>My German is less than rudimentary. Is the Gruppe Krisis' Manifesto
>against
>Labour (<http://members.blackbox.net/oebgdk/krisis_manifest-englisch.html>http://members.blackbox.net/oebgdk/krisis_manifest-englisch.html)
>a fair summary of your tendency. I'm guessing that if I want to
>understand more I should look at Moishe Postone's Time, Labour and
>Social Domination?
Right at the start, well the second para, I came across this:
"In the wake of the micro-electronic revolution, wealth production increasingly became independent from the actual expenditure of human labour power to an extent quite recently only imaginable in science fiction. No one can seriously maintain any longer that this process can be halted or reversed. Selling the commodity labour power in the 21st century is as promising as the sale of stagecoaches has proved to be in the 20th century."

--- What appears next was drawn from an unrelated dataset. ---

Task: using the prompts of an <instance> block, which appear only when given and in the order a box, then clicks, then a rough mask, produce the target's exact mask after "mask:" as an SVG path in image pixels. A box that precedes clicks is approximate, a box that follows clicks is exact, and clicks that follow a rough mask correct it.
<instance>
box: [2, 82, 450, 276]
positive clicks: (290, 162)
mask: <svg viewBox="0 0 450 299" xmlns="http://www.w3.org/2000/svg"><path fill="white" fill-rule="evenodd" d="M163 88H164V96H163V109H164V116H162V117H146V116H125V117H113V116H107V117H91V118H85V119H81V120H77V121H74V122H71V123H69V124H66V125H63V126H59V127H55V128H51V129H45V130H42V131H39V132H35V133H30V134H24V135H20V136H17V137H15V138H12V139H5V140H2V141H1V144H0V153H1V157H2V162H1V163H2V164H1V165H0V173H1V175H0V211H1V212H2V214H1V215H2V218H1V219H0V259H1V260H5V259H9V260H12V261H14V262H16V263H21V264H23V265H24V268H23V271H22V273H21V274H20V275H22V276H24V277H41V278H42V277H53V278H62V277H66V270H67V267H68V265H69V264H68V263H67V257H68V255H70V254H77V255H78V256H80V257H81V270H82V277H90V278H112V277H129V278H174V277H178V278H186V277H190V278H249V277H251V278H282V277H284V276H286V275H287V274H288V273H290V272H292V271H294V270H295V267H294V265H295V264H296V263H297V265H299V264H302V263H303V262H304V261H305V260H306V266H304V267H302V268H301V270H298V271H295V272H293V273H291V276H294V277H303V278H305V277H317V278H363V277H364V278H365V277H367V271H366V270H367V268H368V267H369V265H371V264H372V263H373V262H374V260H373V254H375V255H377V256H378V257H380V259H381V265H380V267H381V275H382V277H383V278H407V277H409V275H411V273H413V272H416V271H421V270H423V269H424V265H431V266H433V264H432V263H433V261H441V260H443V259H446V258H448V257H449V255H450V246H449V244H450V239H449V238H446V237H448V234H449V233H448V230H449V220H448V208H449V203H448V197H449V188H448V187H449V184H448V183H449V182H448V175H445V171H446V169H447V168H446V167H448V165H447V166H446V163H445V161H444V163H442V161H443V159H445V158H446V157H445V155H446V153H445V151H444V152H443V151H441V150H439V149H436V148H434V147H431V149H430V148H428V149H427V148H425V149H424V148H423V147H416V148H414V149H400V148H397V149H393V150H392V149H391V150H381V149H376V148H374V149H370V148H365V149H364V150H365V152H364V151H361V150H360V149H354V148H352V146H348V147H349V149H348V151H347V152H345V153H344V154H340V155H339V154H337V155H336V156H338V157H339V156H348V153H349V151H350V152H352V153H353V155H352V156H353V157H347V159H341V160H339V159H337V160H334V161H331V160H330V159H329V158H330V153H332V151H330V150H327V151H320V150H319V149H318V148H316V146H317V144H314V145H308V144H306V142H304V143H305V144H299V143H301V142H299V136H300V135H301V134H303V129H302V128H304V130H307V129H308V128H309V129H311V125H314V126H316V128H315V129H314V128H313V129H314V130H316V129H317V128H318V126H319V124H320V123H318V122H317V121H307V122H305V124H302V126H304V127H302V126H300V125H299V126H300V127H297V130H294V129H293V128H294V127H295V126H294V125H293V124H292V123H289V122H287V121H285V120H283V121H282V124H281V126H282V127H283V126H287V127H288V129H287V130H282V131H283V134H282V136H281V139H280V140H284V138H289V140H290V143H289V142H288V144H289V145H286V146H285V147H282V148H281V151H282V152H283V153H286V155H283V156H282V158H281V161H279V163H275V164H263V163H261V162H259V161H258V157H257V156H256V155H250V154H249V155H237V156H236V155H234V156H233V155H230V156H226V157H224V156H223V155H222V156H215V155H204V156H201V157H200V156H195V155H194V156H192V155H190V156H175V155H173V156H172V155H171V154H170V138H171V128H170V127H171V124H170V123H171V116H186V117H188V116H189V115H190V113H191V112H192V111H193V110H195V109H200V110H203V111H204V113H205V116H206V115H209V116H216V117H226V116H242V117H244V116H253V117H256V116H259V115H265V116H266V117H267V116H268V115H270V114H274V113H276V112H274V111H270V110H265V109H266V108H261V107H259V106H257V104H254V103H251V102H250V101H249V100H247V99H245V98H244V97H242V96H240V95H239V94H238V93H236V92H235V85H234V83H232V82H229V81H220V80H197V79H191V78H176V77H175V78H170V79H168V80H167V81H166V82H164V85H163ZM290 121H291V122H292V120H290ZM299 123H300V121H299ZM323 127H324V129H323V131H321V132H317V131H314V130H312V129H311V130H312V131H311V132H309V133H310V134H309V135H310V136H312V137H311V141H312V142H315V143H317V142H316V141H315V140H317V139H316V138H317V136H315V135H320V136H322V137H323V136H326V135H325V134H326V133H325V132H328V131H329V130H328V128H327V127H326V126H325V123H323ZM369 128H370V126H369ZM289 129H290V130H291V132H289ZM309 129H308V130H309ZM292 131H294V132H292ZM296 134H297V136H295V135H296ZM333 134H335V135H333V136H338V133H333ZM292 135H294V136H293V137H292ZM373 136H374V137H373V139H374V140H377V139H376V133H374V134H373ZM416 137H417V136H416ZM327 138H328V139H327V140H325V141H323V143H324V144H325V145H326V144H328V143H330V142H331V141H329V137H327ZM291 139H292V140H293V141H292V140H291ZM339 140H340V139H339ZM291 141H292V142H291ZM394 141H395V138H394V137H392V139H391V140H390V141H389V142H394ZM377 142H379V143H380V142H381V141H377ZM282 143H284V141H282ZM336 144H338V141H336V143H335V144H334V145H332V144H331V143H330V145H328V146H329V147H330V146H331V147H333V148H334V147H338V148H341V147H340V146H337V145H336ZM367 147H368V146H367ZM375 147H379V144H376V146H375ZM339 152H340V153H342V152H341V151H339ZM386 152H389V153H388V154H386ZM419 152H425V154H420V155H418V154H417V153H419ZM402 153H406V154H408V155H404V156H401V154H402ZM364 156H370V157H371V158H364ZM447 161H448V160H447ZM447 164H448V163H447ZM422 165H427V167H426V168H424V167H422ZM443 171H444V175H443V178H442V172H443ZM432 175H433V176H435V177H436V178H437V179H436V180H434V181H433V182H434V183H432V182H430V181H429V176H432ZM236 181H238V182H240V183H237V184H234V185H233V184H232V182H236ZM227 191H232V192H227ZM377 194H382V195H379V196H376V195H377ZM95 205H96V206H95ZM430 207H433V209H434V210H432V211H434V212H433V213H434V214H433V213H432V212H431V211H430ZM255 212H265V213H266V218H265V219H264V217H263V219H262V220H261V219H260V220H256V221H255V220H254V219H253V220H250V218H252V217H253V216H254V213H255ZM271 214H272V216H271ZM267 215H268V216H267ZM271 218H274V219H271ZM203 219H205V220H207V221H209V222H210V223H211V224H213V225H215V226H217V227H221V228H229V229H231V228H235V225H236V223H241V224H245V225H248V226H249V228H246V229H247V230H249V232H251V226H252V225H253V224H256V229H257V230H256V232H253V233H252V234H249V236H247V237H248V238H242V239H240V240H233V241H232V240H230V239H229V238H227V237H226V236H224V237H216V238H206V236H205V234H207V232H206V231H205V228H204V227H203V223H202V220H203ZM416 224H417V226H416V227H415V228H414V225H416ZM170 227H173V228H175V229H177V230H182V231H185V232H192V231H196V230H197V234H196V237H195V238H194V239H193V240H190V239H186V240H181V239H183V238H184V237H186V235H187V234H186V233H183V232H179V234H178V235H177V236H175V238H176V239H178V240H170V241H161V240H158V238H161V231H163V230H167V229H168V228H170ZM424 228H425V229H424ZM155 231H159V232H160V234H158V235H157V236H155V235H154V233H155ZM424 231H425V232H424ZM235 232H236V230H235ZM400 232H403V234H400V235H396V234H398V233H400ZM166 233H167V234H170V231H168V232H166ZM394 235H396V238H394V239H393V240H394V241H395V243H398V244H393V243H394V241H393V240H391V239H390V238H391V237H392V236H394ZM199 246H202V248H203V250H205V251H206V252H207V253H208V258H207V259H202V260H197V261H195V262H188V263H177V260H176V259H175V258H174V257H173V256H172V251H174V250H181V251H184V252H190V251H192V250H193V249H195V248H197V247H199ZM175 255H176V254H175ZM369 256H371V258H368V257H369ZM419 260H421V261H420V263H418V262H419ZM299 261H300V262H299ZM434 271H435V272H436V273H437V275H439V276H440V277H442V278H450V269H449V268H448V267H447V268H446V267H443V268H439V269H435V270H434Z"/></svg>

This was a promising start to some kind of political satire, I read on. But a few paras later there was not only no punch line, but the joke seemed to be falling flat. I started wondering if the author was actually serious.
Somebody please help, the writing style is too turgid to endure reading the whole thing, unless it is a joke. A manifesto premised on such an absurd analysis had better be a joke, tell me its a joke, tell me its got a hilarious punch line somewhere?